So I have this code:

def delete_starting_evens(lst):
for num in lst:
if num % 2 > 0:
continue
if len(lst) == 0:
break
lst.pop(0)
if len(lst) == 1 and num % 2 == 0:
lst.pop()
return lst

It works for this:

print(delete_starting_evens([4, 8, 10, 11, 12, 15]))

But it’s not working for these:

print(delete_starting_evens([4, 8, 10, 6, 15, 24, 20, 1]))

print(delete_starting_evens([6, 8, 10, 23]))

On the fist of the two above the print out starts at 6, and the second at 10… I just can’t get my head to understand why the first print command actually prints the list starting at 11?

for is an iterator, and like all iterators has a next() method behind the scenes. That method always points to the item or index following the one currently being visited. When we remove an element at the current position, the list shifts left, but not the next pointer. It stays where it is.

If we think about it, once this happens, we are never popping the item that we are actually looking at, but one to the left of that. I know, this is a poor explanation, but the bottom line is, don’t remove items from a list that being iterated with for unless you have the mechanics down pat.

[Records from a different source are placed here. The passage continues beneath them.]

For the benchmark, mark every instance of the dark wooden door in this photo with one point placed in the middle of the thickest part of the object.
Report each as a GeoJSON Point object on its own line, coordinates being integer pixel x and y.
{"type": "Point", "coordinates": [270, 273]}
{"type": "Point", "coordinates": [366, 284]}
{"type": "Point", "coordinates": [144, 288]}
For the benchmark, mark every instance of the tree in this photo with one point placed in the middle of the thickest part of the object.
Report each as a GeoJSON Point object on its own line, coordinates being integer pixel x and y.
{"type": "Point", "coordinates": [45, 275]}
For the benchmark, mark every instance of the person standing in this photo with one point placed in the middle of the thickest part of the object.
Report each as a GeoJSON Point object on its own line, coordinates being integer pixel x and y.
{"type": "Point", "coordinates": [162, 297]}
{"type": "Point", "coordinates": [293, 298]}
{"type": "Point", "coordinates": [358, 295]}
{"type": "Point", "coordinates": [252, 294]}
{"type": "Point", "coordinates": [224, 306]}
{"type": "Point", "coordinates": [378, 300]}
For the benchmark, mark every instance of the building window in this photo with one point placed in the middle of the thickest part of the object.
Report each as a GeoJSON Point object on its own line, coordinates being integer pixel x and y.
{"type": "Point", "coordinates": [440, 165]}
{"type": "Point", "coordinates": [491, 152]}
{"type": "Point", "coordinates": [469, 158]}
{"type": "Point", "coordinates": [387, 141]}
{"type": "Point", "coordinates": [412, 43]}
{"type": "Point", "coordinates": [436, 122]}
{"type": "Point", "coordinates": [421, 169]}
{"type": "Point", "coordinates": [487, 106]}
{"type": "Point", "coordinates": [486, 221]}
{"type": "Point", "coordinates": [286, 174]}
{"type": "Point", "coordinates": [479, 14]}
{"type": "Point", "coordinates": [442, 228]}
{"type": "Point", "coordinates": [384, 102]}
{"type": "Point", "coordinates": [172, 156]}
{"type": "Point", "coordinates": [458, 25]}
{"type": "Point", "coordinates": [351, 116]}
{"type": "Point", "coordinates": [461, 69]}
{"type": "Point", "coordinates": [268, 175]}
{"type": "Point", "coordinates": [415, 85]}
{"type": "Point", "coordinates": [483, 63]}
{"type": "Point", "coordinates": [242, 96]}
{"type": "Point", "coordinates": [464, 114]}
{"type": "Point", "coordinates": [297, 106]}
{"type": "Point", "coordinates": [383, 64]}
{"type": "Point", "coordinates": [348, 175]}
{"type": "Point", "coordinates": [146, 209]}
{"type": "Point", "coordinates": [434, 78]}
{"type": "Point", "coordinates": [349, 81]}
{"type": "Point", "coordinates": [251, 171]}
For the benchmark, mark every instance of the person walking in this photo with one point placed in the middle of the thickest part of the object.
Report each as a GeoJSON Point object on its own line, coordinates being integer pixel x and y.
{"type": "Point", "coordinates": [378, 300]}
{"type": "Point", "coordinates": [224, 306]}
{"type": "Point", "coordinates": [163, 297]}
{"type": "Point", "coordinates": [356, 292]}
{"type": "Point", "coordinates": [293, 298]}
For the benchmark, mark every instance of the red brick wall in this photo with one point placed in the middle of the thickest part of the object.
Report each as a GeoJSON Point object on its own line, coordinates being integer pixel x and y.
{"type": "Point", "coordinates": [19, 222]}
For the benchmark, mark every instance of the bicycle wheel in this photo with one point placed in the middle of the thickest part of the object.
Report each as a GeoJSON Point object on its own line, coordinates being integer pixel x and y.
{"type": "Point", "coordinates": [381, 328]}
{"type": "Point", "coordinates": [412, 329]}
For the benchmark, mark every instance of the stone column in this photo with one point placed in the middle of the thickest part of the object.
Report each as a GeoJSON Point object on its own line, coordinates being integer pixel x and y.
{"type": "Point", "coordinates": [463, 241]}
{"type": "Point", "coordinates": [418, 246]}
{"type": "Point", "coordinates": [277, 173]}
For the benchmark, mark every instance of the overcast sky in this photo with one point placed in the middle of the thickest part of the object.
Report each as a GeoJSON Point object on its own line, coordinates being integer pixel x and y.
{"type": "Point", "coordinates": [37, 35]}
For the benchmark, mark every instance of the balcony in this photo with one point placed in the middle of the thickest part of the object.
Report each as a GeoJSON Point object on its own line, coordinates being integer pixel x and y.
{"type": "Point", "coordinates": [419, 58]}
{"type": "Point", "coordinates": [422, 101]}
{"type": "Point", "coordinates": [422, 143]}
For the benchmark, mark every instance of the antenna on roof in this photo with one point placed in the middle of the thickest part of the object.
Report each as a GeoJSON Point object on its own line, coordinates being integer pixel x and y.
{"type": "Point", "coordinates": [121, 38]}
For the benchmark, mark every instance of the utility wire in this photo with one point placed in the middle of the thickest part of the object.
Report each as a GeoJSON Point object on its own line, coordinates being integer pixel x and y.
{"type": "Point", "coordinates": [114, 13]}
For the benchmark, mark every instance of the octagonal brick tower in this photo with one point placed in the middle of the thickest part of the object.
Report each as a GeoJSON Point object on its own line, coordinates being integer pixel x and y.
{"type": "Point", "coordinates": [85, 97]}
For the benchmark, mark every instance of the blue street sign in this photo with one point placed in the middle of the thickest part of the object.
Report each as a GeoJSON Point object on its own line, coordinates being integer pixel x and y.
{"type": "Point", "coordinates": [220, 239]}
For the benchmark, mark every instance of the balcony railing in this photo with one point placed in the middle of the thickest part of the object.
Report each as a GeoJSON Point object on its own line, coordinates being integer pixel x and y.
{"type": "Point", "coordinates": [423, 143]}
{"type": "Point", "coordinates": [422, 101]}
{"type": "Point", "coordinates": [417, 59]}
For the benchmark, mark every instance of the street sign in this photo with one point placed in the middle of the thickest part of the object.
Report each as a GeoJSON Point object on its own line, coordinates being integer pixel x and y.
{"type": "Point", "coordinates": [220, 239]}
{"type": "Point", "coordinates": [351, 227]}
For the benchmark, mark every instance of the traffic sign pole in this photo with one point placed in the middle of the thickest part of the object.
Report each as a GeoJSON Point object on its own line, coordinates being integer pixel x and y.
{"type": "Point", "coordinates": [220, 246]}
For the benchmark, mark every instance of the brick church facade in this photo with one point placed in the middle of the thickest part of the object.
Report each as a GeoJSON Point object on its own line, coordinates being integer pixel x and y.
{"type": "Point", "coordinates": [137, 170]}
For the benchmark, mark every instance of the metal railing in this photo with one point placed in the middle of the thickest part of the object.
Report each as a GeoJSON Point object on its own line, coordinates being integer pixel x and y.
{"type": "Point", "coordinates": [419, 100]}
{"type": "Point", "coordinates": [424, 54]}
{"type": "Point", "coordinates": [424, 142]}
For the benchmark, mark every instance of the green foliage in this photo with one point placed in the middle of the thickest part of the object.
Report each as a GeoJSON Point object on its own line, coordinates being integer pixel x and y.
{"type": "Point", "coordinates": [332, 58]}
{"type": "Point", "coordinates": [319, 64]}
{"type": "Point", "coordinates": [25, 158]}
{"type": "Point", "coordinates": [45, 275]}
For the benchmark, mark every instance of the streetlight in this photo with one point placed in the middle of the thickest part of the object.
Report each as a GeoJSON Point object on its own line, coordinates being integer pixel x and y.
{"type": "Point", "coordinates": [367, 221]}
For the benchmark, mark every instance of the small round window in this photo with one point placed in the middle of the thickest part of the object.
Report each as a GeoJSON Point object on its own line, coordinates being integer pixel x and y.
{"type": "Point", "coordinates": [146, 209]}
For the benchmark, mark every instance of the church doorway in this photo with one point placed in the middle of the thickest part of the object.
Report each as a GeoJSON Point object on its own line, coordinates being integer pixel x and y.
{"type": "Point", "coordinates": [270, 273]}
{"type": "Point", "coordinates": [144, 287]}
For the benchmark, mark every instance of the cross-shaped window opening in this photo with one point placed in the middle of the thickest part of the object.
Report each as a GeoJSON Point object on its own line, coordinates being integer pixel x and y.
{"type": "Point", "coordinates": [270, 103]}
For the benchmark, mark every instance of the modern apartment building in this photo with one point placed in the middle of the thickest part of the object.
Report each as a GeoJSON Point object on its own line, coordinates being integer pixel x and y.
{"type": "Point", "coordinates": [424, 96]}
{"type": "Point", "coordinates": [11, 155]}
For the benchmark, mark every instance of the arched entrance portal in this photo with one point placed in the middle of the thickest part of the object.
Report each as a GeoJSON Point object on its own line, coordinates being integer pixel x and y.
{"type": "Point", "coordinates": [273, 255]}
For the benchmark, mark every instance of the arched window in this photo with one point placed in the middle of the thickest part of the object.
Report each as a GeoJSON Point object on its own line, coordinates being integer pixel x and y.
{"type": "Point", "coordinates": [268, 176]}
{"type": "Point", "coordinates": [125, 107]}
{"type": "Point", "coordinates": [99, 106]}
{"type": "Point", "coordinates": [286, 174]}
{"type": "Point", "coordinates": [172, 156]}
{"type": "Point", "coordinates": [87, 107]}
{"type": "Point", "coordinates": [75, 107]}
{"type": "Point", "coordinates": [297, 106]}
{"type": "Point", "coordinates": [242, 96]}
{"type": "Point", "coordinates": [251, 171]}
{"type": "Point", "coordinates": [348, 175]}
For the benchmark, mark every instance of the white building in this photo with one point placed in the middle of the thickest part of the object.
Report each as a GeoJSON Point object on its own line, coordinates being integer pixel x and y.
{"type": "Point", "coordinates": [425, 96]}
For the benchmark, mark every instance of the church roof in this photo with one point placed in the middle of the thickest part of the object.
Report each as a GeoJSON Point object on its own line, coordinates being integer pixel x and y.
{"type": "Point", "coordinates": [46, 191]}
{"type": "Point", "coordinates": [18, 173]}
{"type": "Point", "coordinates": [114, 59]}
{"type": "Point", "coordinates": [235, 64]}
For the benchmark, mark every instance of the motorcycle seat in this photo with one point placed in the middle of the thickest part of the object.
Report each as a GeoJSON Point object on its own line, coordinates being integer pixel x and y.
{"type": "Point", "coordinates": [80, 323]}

Suggest using while since it does not have a next() method. It just stays on the loop as long as the condition is met.

while len(lst) > 0:
    if lst[0] % 2 == 0:
        lst.pop(0)
    else:
        break
return lst

Play around with that and see what other forms you come up with.

2 Likes

Hey thanks for the explanation, it makes sense now, I did use the while loop and see how shorter it can be!

My solution was accepted by the console but I like to play more with my code to see if there’s a better way of doing things, only because of this I was able to see my solution didn’t really work for all the cases and so I started thinking what was going on.

Thanks again!

1 Like
>>> lst = [4, 5, 6, 7, 8, 9]
>>> for index, number in enumerate(lst):
    print ("in loop:", lst)
    lst.pop(0)

    
in loop: [4, 5, 6, 7, 8, 9]
4
in loop: [5, 6, 7, 8, 9]
5
in loop: [6, 7, 8, 9]
6
>>> lst
[7, 8, 9]
>>> index
2
>>> 

There is no index[3] so the loop terminates.

Rather than trying to make for do something it can’t, just use while.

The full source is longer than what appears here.